James A. Fellows Yates

In Archaeology, or other disciplines that looking through deep time, you often want to represent change through time. A simple example of this, is representing the location different archaeological sites through different cultural periods.

I have had an issue quite a few times during my B.Sc., M.Sc. and now in my P.hD., which is how to quickly make a series of ‘semi’ good-looking maps, that simply represent the locations of different sites over time.

Many people use fancy programs like qGIS to include terrain and other details, but often these tools (although powerful) are unwieldy to use and take a long time to get familiar with before producing something you are looking for. Although Google Maps is another alternative - such as through Google Drive’s Fusion tables, often I find this still does not look as professional as those you see in academic publications.

The programming language I am most familiar with currently is R, and although this also has a learning-curve, it is not too hard to copy and paste code into something like R-Studio and quickly get some output. Furthermore, for scientists, R is one of the best languages to go to for data analysis and manipulating data (as well as getting pretty plots).

Googling “maps in R” show many posts on how to do just that. However when I have tried this multiple times in the past, the many tutorials were either out-of-date, using packages that were even more out of date (one I used a year ago still used a map that had the Soviet Union!) and often these tutorials did not just give you an example of simply placing points on a map!

The closet tutorial I found was from here: https://www.r-bloggers.com/world-map-panel-plots-with-ggplot2-2-0-ggalt/, yet this was still doing much more than I actually needed.

Here, I will document the simplest solution I have found, based on the above, requiring only a table of sites with metadata including ‘lat:lon’ coordinates (in the form of decimals, as you would get from Google Maps), the base install of R, and the (arguably) best looking and most popular plotting package ggplot2,

For this example, I will use the coordinates of the places I have previously studied in and save this as a .tsv (tab separated) file :

City Lat Long PeriodYork
York 53.943540 -1.061194 B.Sc.
Tübingen 48.518484 9.058082 M.Sc.
Jena 50.903443 50.903443 Ph.D.

I then ran the following R commands (in R v3.2.3):

##Load library ggplot2 (to install: install.packages("ggplot2"), and choose your closest server
library(ggplot2)
##Set your working directory
setwd("~/Downloads")
##Load the world map from within ggplot2 and remove antarctica
##(you can leave the removal of a country out, or add more countries with a list)
world <- map_data("world")
world <- world[world$region != "Antarctica",]

##Load your data
dat <- read.csv("city_coords.tsv", sep="\t", header=TRUE)

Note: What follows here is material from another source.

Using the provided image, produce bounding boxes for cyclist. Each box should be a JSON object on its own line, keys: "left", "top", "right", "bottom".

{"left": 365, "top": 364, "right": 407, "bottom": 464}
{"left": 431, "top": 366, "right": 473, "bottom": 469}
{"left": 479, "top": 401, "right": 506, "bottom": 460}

##Here you load your ggplot object into a variable
gg <- ggplot()

##Here you format your world map, line colour, object fill, and line size
##and transparency
gg <- gg + geom_map(data=world, map=world,
aes(x=long, y=lat, map_id=region),
color="white", fill="#7f7f7f", size=0.05, alpha=1/4)

##Here you apply your points you wish to project onto the map,
##in this case automatically coloured by another variable (Period).
##You can define the colours you wish of each period by adding
##+ scale_color_manual(values=c("#377eb8", "#984ea3", "#4daf4a"))
##after the geom_point close bracket. Each RGB colour represents the
##colour of each entry in the 'Period' column, in alphabetical order.
gg <- gg + geom_point(data=dat,
aes(x=Long, y=Lat, color=Period),
size=1)

##Here you can remove the legend, look into ggplot2's theme() variable
##to remove other things like tick marks etc.
gg <- gg + theme(legend.position="none")

##Here you can 'crop' your picture to a region you are interested in,
##and apply this in the decimal coordinate system as with your points.
##You will have to play around with this a lot depending on what you
##want to crop out, as how this displayed depends on your plot window size
##(draggable in R)
longlimits <- c(-10, 20)
latlimits <- c(40, 60)
gg <- gg + coord_cartesian(xlim = longlimits, ylim = latlimits)

#Open the final image, saying you want a column with each time period on
##each row. To make horizontal you switch the Period with the full stop.
gg + facet_grid(Period ~ .)

##Adapted from:
## https://www.r-bloggers.com/world-map-panel-plots-with-ggplot2-2-0-ggalt/

And you will get something like the following output (following some resizing of the window):

Example time series map from R and ggplot2

Once you’ve got the image you like, you can then save in a variety of formats by adding the R functions svg("my_map.svg", width=5, height=10) or png("my_map.png", width=50, height=100) prior the final command and putting dev.off() after the last command. The image should then be saved in your ‘working directory’ set at the beginning.

Based on that basic outline, you can look into the ggplot2 for further modifications (point shapes, colouring by certain continuous values etc.)